Trees v. Kersey

56 P.3d 765, 138 Idaho 3, 2002 Ida. LEXIS 144
CourtIdaho Supreme Court
DecidedSeptember 12, 2002
Docket24657
StatusPublished
Cited by31 cases

This text of 56 P.3d 765 (Trees v. Kersey) is published on Counsel Stack Legal Research, covering Idaho Supreme Court primary law. Counsel Stack provides free access to over 12 million legal documents including statutes, case law, regulations, and constitutions.

Bluebook
Trees v. Kersey, 56 P.3d 765, 138 Idaho 3, 2002 Ida. LEXIS 144 (Idaho 2002).

Opinion

SCHROEDER, Justice.

This case involves a joint venture agreement between Ronald and Pam Trees (“Treeses”), doing business as United Structures, and Robert and Vicki Kersey (“Kerseys”), doing business as Best Contracting and Best Plumbing, in which the Kerseys would bid projects jointly with the Treeses under the Kerseys’ name, pursuant to an oral agreement to divide all profits equally. The Treeses filed suit alleging, inter alia, breach of the agreement and fraud. Following a court trial, the Trees were awarded damages, punitive damages, costs and fees.
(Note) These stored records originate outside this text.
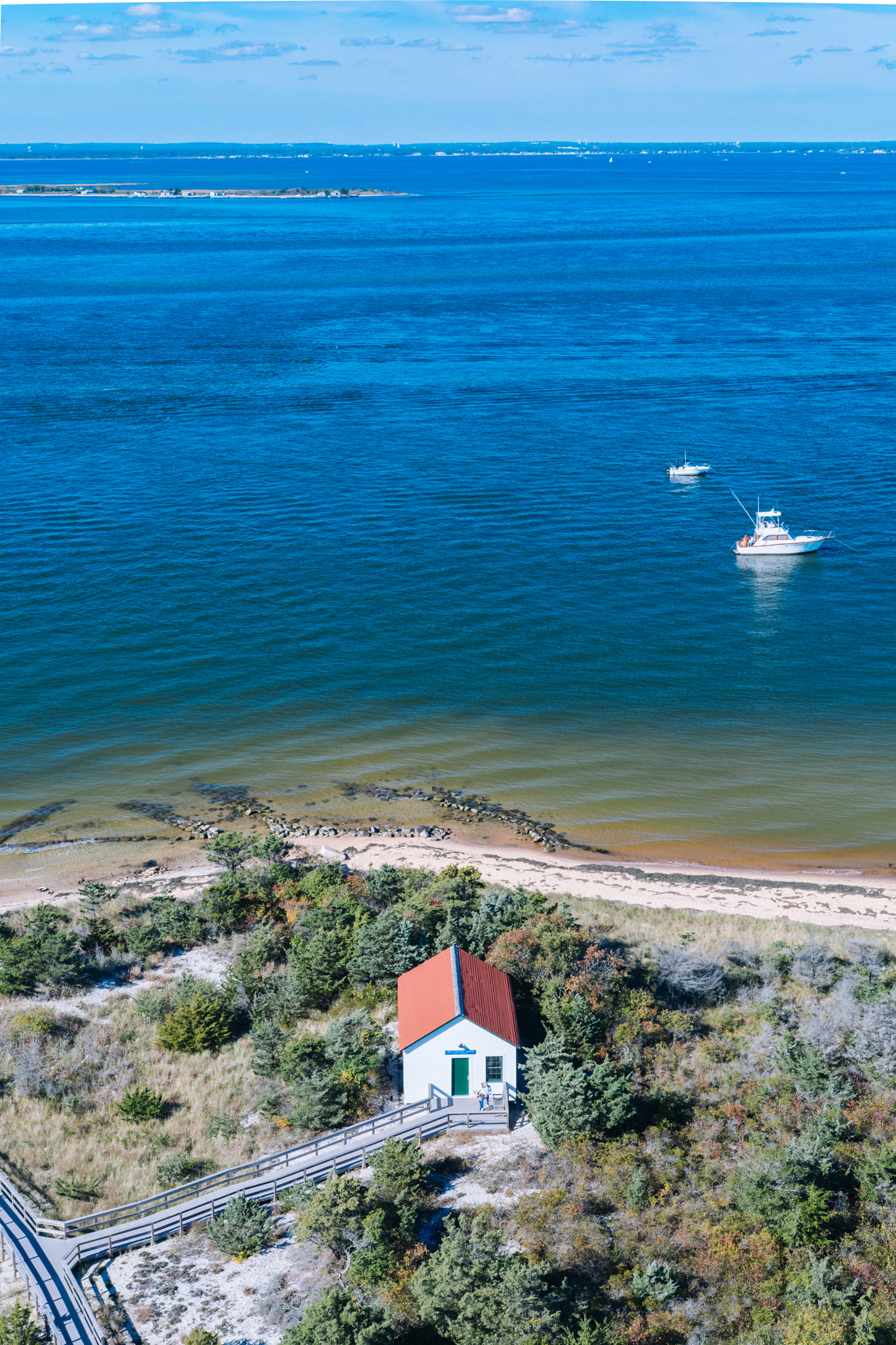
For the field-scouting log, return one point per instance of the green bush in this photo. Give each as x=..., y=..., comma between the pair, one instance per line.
x=268, y=1043
x=568, y=1102
x=199, y=1336
x=141, y=1105
x=178, y=921
x=95, y=896
x=653, y=1282
x=322, y=1102
x=142, y=940
x=336, y=1319
x=301, y=1056
x=101, y=934
x=399, y=1172
x=19, y=1328
x=199, y=1024
x=41, y=956
x=471, y=1293
x=335, y=1212
x=232, y=849
x=386, y=948
x=320, y=966
x=242, y=1229
x=178, y=1169
x=154, y=1005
The Kerseys appeal this decision.

I.

FACTUAL AND PROCEDURAL BACKGROUND

The Treeses were engaged in business as general contractors, but lost their public works license and their bonding capacity. The Kerseys were also engaged in business as general contractors. Sometime in 1987-1988, Ronald Trees approached Robert Kersey about bidding a public works project involving the remodel of a city-owned building in Lewiston, Idaho, known as the Bell Building. Trees informed Kersey that he could not bid for the project because he had lost his bonding capacity. The parties entered into an agreement which provided that the Kerseys would bid on the project in their name, procure the bond, insurance, and pay the bills, and Trees would be responsible for everything else, including acting as the general contractor on the job. The parties agreed to split the profits on a fifty-fifty basis. The Bell building project was completed sometime in 1988 or 1989, and the Kerseys paid the Trees their share of the profits.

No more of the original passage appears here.